Wal-Mart has grown its Supercenter business by opening new stores and converting older traditional stores. This year, the company projects opening 270 to 280 more Supercenters, including new and converted stores, compared with 20 to 30 traditional stores.

Hawai'i is only one of three states without the larger-format stores that average about 85,000 more square feet of space and about 53,500 more items than the smaller variety stores familiar to local shoppers. (Alaska and Virginia also do not have Supercenters.)

The United Food & Commercial Workers Union, Local 480, fears Kapolei will be the location of the first of several Supercenters in Hawai'i, and recently began a campaign to organize opposition targeting the store format.

The union, which represents about 2,300 workers at Safeway, Foodland and Star Markets, earlier this month began sending elected officials letters and DVD copies of the anti-Wal-Mart movie, "The High Cost of Low Price," warning about potential impacts Supercenters would have in Hawai'i.

Patrick Loo, Local 480 president, said the material sent to all county mayors and council members is part of an educational outreach to inform government leaders.

"We here in Hawai'i do not yet have a Supercenter," the letter reads. "However, before they take over is the time to take a look at what impacts these types of stores might have on our Islands."


On the Mainland, the UFCW has waged vigorous battles against Wal-Mart over the contention that Wal-Mart's retail domination is detrimental to other businesses, especially supermarkets that in some markets have cut worker benefits or closed in the face of competition from Wal-Mart.

Wal-Mart has said its jobs in Hawai'i are good-paying jobs that last year averaged $10.58 an hour for full-time hourly employees, and that small businesses around its most urban store on Ke'eaumoku Street have benefited by increased consumer traffic and free parking.

"As a company, we believe that competition is a positive thing," McCall said. "Competition brings better service and better prices to the community."

The retailer also has criticized the movie that criticizes the company, calling the film released last November "an error-ridden propaganda video."

Hawai'i hosted a few screenings of the film last year at small venues such as Chinatown night spot NextDoor but has not drawn a large-scale effort to block new Wal-Mart stores from development.

After Wal-Mart disclosed plans for its Ke'eaumoku store to be topped by a Sam's Club, some area residents were joined by union consultants who at neighborhood meetings said that Wal-Mart's plan violated zoning laws, underestimated traffic impacts and would drive out competition.

The Ke'eaumoku store opened in October 2004 with little negative fanfare, becoming Wal-Mart's sixth store in the state. A seventh store opened in January in Pearl City.


If Wal-Mart does open a Kapolei store, it would greatly add to the retail shopping selection in the burgeoning "second city," but also would likely raise concerns about traffic congestion and competition for small retailers.
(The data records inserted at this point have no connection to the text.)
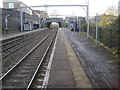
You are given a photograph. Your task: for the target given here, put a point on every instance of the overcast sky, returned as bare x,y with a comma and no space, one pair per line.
96,6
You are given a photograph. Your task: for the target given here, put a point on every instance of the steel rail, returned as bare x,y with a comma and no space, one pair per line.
10,70
31,81
12,51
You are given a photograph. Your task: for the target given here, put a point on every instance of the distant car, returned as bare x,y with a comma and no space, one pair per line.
54,25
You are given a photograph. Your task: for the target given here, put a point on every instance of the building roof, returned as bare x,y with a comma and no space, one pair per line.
11,1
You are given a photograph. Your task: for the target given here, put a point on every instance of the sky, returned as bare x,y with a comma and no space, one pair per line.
95,6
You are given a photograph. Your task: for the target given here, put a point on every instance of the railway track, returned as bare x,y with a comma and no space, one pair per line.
19,52
22,74
11,45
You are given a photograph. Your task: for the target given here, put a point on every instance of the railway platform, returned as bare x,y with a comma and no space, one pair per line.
66,71
16,34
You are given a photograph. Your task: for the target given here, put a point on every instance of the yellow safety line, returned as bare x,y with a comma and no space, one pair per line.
78,72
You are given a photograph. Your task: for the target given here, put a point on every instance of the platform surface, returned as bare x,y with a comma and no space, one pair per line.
66,71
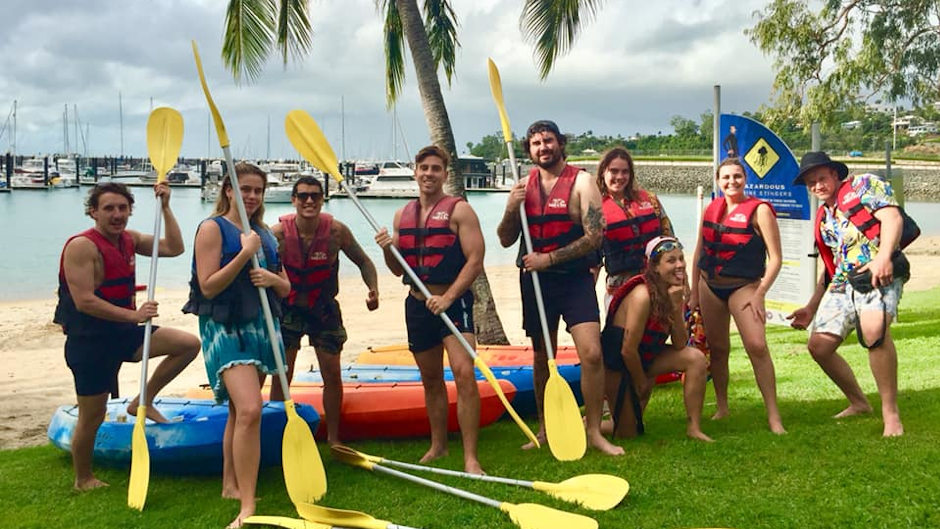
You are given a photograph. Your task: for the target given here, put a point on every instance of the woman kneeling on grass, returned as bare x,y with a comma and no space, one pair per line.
236,345
645,311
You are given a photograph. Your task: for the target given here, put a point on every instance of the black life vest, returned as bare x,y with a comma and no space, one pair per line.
311,273
550,223
851,206
433,251
628,231
117,286
239,302
731,246
654,333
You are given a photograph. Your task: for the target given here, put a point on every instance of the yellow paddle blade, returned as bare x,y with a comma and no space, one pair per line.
563,426
283,521
354,457
140,463
535,516
216,117
339,517
305,135
164,139
598,492
496,87
304,474
485,369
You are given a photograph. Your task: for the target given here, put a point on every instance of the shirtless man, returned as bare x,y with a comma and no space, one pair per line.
309,242
440,238
98,314
566,223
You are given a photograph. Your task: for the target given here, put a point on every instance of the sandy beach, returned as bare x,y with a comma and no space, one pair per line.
35,380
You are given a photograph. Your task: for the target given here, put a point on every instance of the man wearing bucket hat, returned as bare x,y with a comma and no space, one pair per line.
838,305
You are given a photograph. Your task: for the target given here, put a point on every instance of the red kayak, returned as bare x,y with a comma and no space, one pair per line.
387,410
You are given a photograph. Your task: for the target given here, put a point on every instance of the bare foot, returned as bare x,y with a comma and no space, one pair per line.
91,483
698,435
854,409
542,441
473,467
893,427
601,443
432,454
152,413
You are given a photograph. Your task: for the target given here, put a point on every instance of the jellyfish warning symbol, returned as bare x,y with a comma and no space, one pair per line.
761,158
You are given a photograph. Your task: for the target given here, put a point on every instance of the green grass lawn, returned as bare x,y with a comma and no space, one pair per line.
824,473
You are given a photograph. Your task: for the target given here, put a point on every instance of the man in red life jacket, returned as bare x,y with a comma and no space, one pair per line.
309,242
99,315
439,236
836,309
566,223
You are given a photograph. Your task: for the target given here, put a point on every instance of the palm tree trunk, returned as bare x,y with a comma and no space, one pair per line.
489,328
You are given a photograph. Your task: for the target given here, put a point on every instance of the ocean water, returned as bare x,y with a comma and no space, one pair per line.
34,226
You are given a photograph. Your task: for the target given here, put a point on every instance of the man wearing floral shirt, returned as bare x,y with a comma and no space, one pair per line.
837,306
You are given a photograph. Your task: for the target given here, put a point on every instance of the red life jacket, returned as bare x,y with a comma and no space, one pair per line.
550,223
433,251
117,286
654,334
311,273
731,246
628,231
851,206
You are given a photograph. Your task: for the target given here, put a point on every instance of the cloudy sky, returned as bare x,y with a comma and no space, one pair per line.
631,70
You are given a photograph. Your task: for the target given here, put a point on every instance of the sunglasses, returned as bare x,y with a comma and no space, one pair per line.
665,246
304,196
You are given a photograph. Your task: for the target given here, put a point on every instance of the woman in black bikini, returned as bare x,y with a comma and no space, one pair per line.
738,257
644,312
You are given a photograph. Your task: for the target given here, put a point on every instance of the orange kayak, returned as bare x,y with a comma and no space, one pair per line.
493,355
387,410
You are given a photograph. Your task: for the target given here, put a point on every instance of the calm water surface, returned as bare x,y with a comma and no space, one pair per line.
36,224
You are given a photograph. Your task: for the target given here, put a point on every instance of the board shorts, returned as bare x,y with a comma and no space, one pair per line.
427,330
322,324
96,359
839,309
569,296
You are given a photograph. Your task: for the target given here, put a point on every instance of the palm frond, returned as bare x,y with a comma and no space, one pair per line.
293,29
394,50
248,38
553,26
441,24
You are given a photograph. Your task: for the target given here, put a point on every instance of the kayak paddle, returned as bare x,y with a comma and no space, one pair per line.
563,426
599,492
343,517
164,139
308,139
304,475
525,515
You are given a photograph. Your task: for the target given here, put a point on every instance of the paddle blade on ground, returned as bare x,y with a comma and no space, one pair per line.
488,374
140,463
307,137
282,521
304,474
598,492
563,424
164,139
535,516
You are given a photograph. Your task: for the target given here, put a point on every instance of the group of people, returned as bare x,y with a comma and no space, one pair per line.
576,223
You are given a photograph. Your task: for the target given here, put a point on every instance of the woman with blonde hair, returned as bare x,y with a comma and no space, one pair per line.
236,345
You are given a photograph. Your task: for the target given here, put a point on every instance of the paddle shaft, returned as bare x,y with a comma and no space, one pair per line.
148,327
262,291
439,486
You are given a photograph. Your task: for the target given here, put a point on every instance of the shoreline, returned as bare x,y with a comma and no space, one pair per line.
34,379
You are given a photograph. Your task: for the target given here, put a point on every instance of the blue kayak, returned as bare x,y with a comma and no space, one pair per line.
519,376
191,443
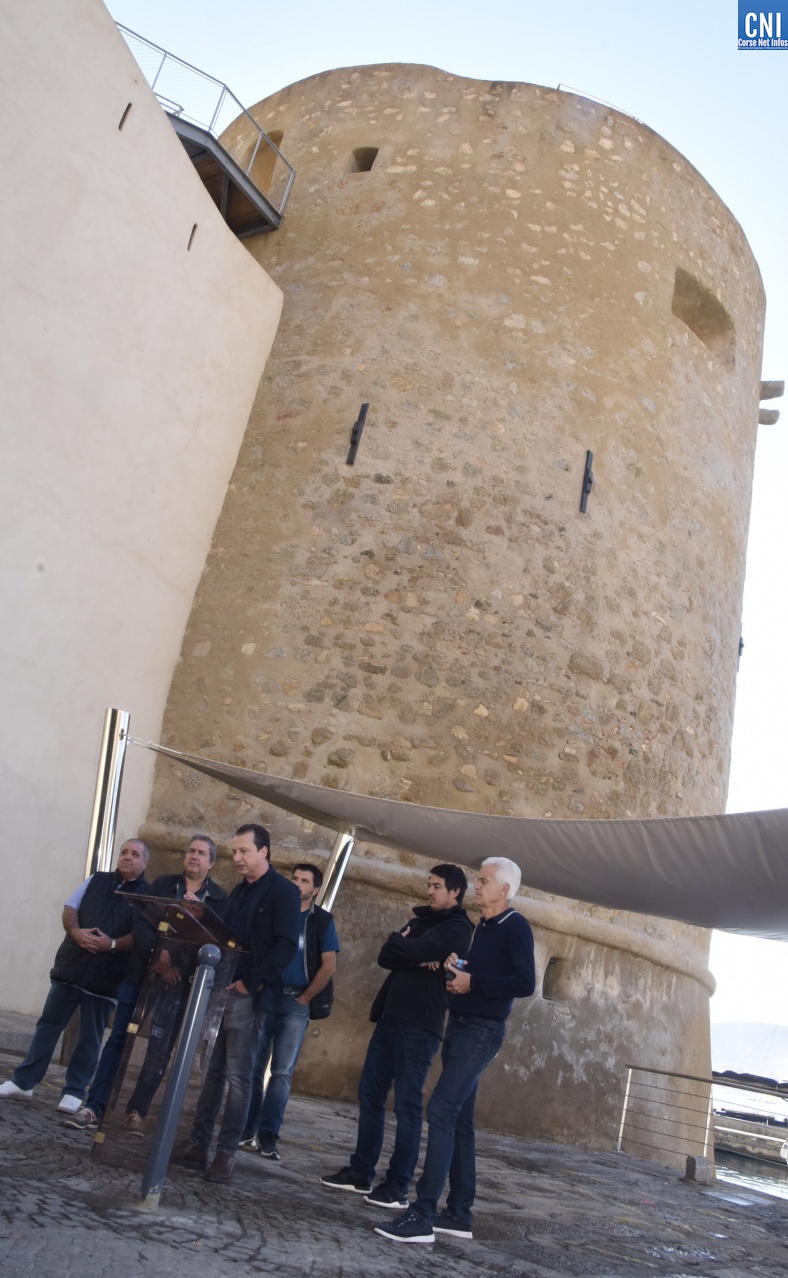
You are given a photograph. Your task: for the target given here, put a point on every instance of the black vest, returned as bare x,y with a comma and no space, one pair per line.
101,908
314,931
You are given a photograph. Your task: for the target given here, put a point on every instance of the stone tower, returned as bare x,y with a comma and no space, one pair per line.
510,276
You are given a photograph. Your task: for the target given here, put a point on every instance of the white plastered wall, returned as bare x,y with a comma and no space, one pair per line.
128,367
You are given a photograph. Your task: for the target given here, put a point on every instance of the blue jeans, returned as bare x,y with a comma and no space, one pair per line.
397,1053
231,1063
470,1044
60,1003
281,1037
113,1049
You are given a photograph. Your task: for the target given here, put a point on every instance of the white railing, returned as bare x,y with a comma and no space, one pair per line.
190,95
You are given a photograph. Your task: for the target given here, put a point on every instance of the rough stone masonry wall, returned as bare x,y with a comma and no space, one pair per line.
521,275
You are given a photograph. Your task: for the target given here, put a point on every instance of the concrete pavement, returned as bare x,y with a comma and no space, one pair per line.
543,1210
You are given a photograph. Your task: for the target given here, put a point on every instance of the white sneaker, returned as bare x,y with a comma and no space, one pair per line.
69,1104
10,1092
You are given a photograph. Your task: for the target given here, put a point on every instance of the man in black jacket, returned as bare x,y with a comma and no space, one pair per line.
410,1011
500,968
308,979
193,883
263,911
88,969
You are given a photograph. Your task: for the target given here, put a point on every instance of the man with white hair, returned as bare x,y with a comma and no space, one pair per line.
500,968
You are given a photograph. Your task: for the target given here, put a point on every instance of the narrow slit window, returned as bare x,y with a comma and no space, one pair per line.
549,979
363,159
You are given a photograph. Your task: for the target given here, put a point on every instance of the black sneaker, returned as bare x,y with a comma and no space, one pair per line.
348,1180
386,1195
267,1147
408,1227
448,1223
84,1120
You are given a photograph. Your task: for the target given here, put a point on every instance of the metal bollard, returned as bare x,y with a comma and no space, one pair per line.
164,1138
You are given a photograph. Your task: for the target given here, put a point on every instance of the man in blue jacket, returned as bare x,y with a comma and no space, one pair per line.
410,1012
263,911
500,968
88,969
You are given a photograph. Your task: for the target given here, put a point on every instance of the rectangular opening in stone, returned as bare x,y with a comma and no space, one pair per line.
363,159
696,306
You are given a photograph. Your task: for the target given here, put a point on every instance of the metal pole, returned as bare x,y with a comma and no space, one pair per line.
335,870
159,1158
709,1117
107,791
623,1112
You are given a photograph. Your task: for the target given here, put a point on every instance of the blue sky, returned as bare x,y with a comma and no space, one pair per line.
677,68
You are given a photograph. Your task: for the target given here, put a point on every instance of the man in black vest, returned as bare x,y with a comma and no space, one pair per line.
88,969
263,913
193,883
410,1012
307,989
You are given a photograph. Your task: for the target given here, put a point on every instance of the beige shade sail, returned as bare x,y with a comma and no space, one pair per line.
715,872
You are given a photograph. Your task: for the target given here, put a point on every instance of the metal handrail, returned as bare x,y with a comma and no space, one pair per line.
192,83
650,1106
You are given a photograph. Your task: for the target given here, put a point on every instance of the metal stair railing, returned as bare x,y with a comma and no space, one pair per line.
188,93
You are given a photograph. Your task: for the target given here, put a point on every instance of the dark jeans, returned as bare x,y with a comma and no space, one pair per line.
470,1044
397,1053
281,1037
166,1015
60,1003
231,1062
113,1049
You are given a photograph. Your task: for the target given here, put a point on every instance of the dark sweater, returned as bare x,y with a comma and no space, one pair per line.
105,906
266,918
413,993
501,965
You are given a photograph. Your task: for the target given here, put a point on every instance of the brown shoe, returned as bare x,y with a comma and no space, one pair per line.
190,1155
134,1124
221,1167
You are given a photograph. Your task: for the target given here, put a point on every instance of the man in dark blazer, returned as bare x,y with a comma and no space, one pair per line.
88,969
263,911
410,1014
193,883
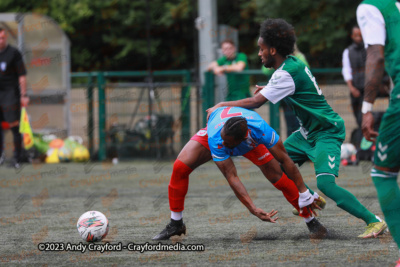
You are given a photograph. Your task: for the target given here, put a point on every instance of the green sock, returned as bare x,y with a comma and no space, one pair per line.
344,199
389,198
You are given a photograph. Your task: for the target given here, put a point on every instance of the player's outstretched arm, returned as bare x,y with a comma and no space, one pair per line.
305,197
250,103
228,169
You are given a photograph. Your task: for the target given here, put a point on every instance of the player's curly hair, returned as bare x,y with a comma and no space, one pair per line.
279,34
236,127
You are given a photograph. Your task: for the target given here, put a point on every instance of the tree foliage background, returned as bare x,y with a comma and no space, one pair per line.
111,34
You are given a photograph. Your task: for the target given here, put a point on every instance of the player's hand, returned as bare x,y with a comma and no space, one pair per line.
367,127
24,101
307,201
258,89
265,216
219,70
354,91
211,110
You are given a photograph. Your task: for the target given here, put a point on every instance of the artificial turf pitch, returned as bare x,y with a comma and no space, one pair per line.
41,203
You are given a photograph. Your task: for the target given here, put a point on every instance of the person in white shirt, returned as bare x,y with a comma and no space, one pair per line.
353,60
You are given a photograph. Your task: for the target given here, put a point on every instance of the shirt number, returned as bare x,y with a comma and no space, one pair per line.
225,111
313,80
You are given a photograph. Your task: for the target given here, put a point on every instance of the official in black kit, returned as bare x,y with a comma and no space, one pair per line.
12,95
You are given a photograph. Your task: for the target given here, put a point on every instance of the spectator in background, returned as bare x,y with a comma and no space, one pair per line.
231,61
12,95
292,124
353,71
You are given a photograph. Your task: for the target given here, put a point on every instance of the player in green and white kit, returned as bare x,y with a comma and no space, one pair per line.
322,131
379,22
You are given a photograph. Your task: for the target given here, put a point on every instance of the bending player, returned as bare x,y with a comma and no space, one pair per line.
238,131
379,24
321,132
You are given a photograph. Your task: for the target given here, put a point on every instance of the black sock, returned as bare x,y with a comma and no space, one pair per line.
17,143
1,141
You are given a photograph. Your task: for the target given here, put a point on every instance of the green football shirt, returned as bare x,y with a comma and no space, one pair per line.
238,85
294,83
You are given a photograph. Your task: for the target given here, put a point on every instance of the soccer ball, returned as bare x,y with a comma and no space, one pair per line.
92,226
347,151
64,154
80,154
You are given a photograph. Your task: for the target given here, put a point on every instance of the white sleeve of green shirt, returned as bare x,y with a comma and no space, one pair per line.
279,86
372,25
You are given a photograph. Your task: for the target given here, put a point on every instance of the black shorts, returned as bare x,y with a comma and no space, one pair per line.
10,112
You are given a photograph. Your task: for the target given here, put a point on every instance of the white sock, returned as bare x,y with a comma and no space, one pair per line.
309,219
176,215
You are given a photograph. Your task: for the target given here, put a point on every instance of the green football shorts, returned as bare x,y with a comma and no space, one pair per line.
324,153
387,152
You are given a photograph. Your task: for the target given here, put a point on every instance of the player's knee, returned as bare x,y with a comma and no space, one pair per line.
180,173
181,168
325,183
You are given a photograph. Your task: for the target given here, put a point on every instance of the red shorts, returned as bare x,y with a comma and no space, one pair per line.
259,155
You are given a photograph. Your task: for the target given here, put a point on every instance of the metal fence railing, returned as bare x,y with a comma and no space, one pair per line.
116,113
119,115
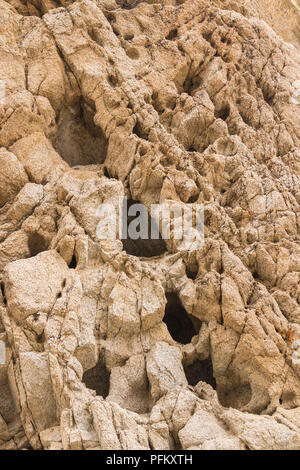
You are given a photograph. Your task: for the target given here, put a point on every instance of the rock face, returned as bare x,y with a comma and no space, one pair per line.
127,346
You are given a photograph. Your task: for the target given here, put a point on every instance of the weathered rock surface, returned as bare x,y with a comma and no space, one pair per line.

Before Big Kmart opened its Kapolei store in 2000, Kapolei Shopping Center merchants and community leaders criticized the Campbell Estate for the deal, arguing that the discounter would hurt small businesses as far away as Wai'anae. Big Kmart is a larger version of Kmart but doesn't include a full selection of groceries.

Wal-Mart is expected to draw similar if not more concern because of its greater dominance and likely location fronting one of the community's most congested intersections at Fort Barrett Road and Farrington Highway.

"I think we have concerns because it's a really bad location," said Maeda Timson, chairwoman of the Makakilo/Kapolei/Honokai Hale Neighborhood Board. "If it's a Supercenter, we're concerned what's going to happen to our longtime business owners. We don't want to find out that one store blows all the competition out of the water and leaves us with one store.

"We're not closing the door on (Wal-Mart)," Timson said. "These are the things that concern us."

Wal-Mart also would bring Kapolei a step closer to being recognized as a full-fledged city able to satisfy most needs of area residents, and help reduce the need to leave Kapolei to work and shop.

"We believe the area has a lot of growth a lot of opportunities for us," McCall said. "We can serve our customers well by being in that market."